For whichever topic the user selects, expand on that section of the
analysis with specifics, trade-offs, and actionable detail. After
discussing, ask if they want to explore another topic or if they're done.

### Step 5: Wrap up

When the user is done discussing, remind them:
- Full report saved to: `feasibility-report-{product-name}-{date}.md`
- Offer to open it: `open {path}`
- Offer to adjust any scores, re-run at a different depth, or analyze
  a different product

## Important Rules

1. **Evidence required**: Every score needs concrete evidence. No "probably" or
   "likely" without data. If confidence is low, say so explicitly.
2. **Hidden costs are mandatory**: Never skip the hidden costs checklist in
   economic analysis.
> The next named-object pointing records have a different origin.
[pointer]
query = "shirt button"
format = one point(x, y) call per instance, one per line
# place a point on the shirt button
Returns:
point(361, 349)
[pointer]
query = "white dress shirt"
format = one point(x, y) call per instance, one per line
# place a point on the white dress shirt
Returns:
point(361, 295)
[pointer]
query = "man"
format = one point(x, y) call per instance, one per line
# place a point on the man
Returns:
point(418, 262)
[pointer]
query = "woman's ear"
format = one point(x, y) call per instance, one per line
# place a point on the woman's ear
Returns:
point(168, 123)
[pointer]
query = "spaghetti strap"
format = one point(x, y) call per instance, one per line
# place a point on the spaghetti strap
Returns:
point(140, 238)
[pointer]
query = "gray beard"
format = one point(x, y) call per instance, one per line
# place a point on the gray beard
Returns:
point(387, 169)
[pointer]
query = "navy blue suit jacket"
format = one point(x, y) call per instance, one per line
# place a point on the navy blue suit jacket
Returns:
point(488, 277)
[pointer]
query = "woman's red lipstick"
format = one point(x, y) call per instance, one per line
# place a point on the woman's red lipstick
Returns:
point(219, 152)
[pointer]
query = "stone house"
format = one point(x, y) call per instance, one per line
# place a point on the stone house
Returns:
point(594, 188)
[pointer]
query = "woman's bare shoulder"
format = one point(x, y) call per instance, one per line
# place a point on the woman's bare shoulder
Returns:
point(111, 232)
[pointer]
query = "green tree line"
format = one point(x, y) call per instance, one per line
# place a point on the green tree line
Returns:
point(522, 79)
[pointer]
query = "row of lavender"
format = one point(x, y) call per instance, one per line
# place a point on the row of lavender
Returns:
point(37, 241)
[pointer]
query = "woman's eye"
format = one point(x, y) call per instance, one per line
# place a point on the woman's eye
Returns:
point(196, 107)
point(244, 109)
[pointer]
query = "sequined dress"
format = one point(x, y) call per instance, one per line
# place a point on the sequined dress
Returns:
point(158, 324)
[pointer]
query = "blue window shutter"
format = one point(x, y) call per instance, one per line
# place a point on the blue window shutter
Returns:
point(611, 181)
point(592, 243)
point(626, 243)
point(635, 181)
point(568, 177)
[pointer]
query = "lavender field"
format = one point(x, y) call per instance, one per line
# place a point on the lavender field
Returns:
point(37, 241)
These are the costs that blow up budgets.
3. **Honest confidence levels**: If you lack data for a dimension, score
   confidence as Low and note what additional research would help.
4. **No false precision**: Use ranges, not exact numbers. "$150K-250K" is
   better than "$187,500" when the estimate is rough.
5. **The report is the deliverable**: Always produce the markdown report file.
   The inline summary is a preview, not a substitute.
6. **Graceful degradation**: If WebSearch is unavailable, proceed with provided
   info and note the limitation. Never block on tool availability.
7. **Respect depth mode**: Quick mode should feel fast. Don't over-analyze.
   Deep mode should feel thorough. Don't cut corners.